JAKARTA RAYA, Langkat – Alexander Halim alias Akuang alias Lim Sia Cheng divonis 10 tahun penjara atas kasus perambahan 210 hektare Hutan Suaka Margasatwa Karang Gading dan Langkat Timur Laut (SM KG-LTL). Selain itu, Akuang diwajibkan membayar uang pengganti (UP) Rp797,6 miliar. Dalam kasus ini, Kepala Desa Tapak Kuda, Imran, juga turut menjadi terpidana.
Kerugian akibat perusakan lingkungan tersebut mencapai Rp797,6 miliar yang terdiri dari:
- Kerugian ekologis: Rp436,63 miliar
- Kerugian ekonomi lingkungan: Rp339,15 miliar
- Biaya pemulihan lingkungan: Rp9,26 miliar
- Biaya revegetasi: Rp2,11 miliar
Angka kerugian itu didasarkan pada keterangan saksi ahli lingkungan Prof. Dr. Ir. Basuki Wasis, M.Si, dan Prof. Dr. Ir. Bambang Hero Saharjo, M.Agr.
Majelis Hakim Pengadilan Tindak Pidana Korupsi (Tipikor) PN Medan yang dipimpin M Nazir pada Senin (11/8/2025) menyatakan kedua terdakwa terbukti melakukan tindak pidana korupsi secara bersama-sama. “Menjatuhkan pidana penjara selama 10 tahun kepada terdakwa Alexander Halim alias Akuang dan terdakwa Imran. Memerintahkan agar para terdakwa tetap ditahan,” tegas hakim.

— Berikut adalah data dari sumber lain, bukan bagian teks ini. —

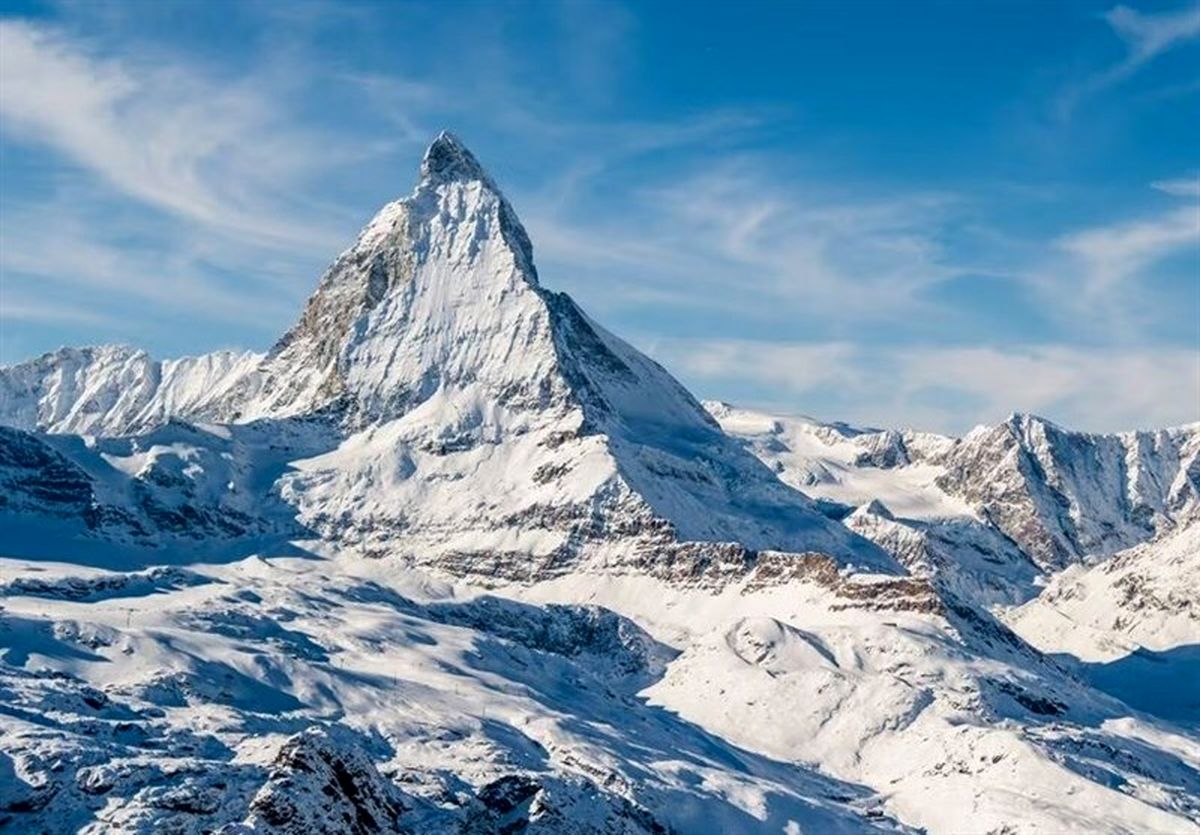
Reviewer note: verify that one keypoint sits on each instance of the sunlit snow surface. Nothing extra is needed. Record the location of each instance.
(453, 558)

Selain pidana badan, keduanya juga dijatuhi denda Rp1 miliar dengan ketentuan subsider tiga bulan kurungan. Khusus Akuang, diwajibkan membayar UP Rp797,6 miliar. Jika tidak dibayar dalam waktu satu bulan sejak putusan inkrah, maka jaksa berhak menyita dan melelang harta benda terpidana. Bila harta tak mencukupi, diganti dengan pidana penjara tambahan selama lima tahun.
JPU Banding
Putusan hakim tersebut lebih ringan dibanding tuntutan Jaksa Penuntut Umum (JPU) yang meminta masing-masing terdakwa dihukum 15 tahun penjara, serta menuntut Akuang membayar UP Rp856,8 miliar.

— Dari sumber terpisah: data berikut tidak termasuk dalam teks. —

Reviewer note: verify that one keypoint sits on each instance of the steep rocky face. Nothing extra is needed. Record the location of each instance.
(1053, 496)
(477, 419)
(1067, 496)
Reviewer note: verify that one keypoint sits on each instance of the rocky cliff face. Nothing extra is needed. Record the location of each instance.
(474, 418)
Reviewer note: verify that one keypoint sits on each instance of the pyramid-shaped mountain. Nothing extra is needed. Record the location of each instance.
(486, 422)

Kepala Kejaksaan Tinggi Sumatera Utara, Dr. Harli Siregar SH MHum, memastikan pihaknya telah mengajukan banding. “Kita sudah banding loh Bang,” ujarnya melalui pesan WhatsApp, Kamis (21/8/2025). Harli juga mengirimkan akta pernyataan banding atas putusan tersebut dengan Nomor 52/Akta.Pidsus-TPK/2025/PN Mdn tanggal 15 Agustus 2025.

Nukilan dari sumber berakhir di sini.